Une mouche dans la vacuité

Quelle est cette mouche qui traverse la vacuité ?

Daishin

L’esprit vaste est comme l’océan:

il reçoit toutes les rivières

sans en rejeter aucune.

Non prise et lâcher prise

Dans le ciel bleu, un nuage

Dans la rivière, un omble

Dans l’esprit, une ombre.

Je pratique la non-prise et le lâcher prise !

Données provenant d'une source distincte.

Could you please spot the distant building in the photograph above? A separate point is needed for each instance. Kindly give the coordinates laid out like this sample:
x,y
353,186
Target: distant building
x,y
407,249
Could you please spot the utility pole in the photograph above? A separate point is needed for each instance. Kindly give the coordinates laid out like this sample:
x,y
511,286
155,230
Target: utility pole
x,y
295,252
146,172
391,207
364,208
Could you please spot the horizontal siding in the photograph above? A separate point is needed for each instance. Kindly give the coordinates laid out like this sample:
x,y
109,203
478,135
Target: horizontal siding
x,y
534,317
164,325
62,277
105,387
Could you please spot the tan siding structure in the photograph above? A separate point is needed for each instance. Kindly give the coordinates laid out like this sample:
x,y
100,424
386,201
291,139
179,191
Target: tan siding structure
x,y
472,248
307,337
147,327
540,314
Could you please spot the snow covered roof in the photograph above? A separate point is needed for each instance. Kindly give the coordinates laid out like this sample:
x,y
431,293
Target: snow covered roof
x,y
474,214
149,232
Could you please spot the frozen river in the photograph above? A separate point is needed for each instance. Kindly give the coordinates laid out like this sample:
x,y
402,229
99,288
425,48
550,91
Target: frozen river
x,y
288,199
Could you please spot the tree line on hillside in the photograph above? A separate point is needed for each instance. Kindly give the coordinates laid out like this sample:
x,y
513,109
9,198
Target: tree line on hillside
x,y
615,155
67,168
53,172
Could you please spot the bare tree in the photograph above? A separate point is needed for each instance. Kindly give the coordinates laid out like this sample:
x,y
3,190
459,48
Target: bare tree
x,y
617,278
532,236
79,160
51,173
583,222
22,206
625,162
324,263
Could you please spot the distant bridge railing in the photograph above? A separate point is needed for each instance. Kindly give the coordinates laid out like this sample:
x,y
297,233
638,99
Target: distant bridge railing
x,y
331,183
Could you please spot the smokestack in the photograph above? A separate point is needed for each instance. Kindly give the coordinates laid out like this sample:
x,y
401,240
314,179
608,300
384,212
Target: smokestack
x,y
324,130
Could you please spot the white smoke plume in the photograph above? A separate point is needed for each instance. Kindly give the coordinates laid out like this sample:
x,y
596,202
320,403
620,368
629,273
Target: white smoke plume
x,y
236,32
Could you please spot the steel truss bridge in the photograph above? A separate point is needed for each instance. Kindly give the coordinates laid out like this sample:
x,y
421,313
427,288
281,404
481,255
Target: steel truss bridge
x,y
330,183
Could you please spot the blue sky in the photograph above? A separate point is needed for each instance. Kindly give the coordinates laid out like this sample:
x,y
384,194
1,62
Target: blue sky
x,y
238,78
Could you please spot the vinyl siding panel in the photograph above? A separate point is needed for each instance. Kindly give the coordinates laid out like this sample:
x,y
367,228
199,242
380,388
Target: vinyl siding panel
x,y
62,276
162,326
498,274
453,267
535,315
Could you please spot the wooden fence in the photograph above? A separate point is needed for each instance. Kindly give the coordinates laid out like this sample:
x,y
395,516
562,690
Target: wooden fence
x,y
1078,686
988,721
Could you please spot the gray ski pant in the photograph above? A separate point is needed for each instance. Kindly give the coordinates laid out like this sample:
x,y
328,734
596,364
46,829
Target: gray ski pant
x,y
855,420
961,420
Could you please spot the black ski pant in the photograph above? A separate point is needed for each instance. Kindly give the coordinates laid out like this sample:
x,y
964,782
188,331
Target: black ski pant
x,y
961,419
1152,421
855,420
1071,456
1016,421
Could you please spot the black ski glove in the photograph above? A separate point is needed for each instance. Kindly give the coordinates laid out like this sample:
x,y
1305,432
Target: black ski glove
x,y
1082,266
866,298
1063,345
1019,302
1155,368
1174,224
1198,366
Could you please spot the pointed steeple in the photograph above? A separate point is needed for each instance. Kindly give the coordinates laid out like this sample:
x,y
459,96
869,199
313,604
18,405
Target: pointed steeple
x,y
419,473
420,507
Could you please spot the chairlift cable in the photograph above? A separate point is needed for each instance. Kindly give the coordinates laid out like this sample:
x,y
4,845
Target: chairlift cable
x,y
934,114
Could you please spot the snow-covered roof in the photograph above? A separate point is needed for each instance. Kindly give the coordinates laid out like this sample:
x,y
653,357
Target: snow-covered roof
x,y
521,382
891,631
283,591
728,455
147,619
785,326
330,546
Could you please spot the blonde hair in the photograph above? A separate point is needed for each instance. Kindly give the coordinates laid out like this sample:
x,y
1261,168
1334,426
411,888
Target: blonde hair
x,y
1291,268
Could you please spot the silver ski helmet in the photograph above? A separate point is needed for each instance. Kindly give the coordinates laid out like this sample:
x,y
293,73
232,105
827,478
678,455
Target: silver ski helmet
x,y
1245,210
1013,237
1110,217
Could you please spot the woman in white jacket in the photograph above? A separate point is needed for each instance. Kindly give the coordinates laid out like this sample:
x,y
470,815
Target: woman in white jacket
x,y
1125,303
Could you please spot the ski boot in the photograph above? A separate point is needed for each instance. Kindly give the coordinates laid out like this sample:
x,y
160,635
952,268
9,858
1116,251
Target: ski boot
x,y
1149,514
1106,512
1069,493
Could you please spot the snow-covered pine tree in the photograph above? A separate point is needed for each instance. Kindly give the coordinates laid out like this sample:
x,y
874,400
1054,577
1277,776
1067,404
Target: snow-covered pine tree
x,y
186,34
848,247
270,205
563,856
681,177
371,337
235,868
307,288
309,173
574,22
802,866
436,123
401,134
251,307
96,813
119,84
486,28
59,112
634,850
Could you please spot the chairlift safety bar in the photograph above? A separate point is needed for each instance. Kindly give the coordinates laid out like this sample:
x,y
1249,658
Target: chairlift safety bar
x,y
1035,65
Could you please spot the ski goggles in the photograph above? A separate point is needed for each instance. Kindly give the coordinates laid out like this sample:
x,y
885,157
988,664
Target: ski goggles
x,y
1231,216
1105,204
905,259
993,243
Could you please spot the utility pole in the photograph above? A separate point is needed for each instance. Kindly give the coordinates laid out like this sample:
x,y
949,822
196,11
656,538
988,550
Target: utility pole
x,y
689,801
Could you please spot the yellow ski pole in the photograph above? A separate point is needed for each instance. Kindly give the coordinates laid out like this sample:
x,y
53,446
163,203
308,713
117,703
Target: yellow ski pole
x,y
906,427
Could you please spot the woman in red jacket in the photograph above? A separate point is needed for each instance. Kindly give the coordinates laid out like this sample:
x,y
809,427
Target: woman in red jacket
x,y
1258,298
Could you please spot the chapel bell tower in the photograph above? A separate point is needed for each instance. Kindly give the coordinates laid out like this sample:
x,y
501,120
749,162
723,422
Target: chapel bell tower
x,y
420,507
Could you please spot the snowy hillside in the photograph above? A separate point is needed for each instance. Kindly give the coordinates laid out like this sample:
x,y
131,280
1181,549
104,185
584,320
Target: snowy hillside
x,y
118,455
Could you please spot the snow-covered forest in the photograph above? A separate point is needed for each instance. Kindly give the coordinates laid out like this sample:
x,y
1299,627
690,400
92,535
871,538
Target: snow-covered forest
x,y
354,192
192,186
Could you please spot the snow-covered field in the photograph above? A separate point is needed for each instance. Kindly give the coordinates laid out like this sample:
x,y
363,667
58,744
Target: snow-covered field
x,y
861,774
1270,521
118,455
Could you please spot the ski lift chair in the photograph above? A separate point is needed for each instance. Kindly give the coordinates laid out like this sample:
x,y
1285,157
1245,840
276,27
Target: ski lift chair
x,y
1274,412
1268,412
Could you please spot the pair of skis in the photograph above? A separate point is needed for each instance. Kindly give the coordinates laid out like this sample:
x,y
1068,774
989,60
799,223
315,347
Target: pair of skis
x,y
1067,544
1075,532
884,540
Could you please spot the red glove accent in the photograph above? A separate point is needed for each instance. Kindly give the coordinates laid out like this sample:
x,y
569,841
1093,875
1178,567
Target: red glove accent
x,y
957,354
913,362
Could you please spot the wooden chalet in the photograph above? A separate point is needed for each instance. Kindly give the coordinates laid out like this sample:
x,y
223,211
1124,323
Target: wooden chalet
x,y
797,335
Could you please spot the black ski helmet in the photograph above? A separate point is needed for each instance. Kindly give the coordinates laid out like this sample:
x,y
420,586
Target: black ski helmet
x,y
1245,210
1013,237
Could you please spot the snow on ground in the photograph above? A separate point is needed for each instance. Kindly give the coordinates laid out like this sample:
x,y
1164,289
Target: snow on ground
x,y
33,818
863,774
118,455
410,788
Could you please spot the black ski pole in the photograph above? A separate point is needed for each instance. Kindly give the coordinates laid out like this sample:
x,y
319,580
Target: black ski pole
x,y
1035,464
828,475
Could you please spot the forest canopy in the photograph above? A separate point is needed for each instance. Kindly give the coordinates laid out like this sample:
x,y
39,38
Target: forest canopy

Mon hameçon est sans ardillon, ma mouche sans hameçon

Lancer sous le vent

Le vent souffle sur ma soie

elle a du mal à se déployer.

Le corps et l’esprit s’agitent.

Que faire ?

 S’incliner et lancer sous le vent

Deux et un

Dans l’agitation du bambou,

je fus deux

pour devenir un

ce qui m’a ouvert

à la transparence

de la vacuité

celle qui me permet

de faire virevolter la soie

devant, derrière

où je suis deux

pour devenir

Un

Au centre de la Naspidwi

Iridescence

Lumière incandescente

Source éphémère qui me pénètre

Spectre lumineux qui m’envahi 

Mon esprit s’enflamme de ton iridescence 

Enso !

Esprit circulaire, univers sans limite

Cycle infini d’une Voie naturelle

Indépendante et inaltérable.

Transparence

Oh Naspidwi !

Quand ta transparence me traverse

Mon esprit translucide s’ouvre,

  La vacuité m’exalte.

Quand je suis seul

Quand je suis seul

Au milieu de la Naspidwi

Quand le souffle

S’harmonise au lancer

Et devient durant un instant

La voix du chant de la rivière

À qui mon esprit

Donne toute la place

À la nature qui me pénètre

Je fraie enfin

Dans les profondeurs

De mon être

Nymphe

La nymphe

Est une noyée

Qui atteint 

Les profondeurs

De la Naspidwi

Catch and release

Le moucheur de la Naspidwi

Pratique obligatoirement

La prise et le lâcher prise.

Parole

Cette rivière 

Qui coule en moi

Est une parole

Qui surgit des profondeurs

De mon âme

Métempsychose

L’éphémère 

Se défait de son exuvie

et devient subimago

Puis imago

Je suis hanté

Je suis hanté 

Par ces eaux

Un désir insaisissable

Me pousse à les sonder

Leur chant d’amour

Me traversent l’esprit

Elles m’ouvrent

Pour y accueillir

L’ivresse de l’immensité 

Éphémère

Plus les jours avancent

Plus je m’aperçois

Que mon séjour

Dans ces eaux

Aura été

Aussi bref

Que la vie

De l’éphémère

Qui s’agite

Au bout de ma ligne

Pourquoi ?

Pourquoi quittons nous

Ces flots incessants ?

Pourquoi ce passage dans la Naspidwi

Fut-il si bref ?

Un instant

La Naspidwi
Des saumons volants
Le chant de l’eau

Illusions

Esprit bigarré

Esprit bigarré, qui s’entremêle d’idées

Tu te transformes de causes en effets,

Mais lorsque la soie te voltige

Tu deviens immobile.

Sans ardillon

Sans ardillon mes pensées défilent

Sans ardillon rien n’accroche

Tout passe.

Une mouche qui ne pique pas

Jamais je ne te ferai l’affront de t’accrocher, de te blesser ou de t’apeurer.

La seule touche qui m’importe, c’est la Sagesse réalisant la vacuité.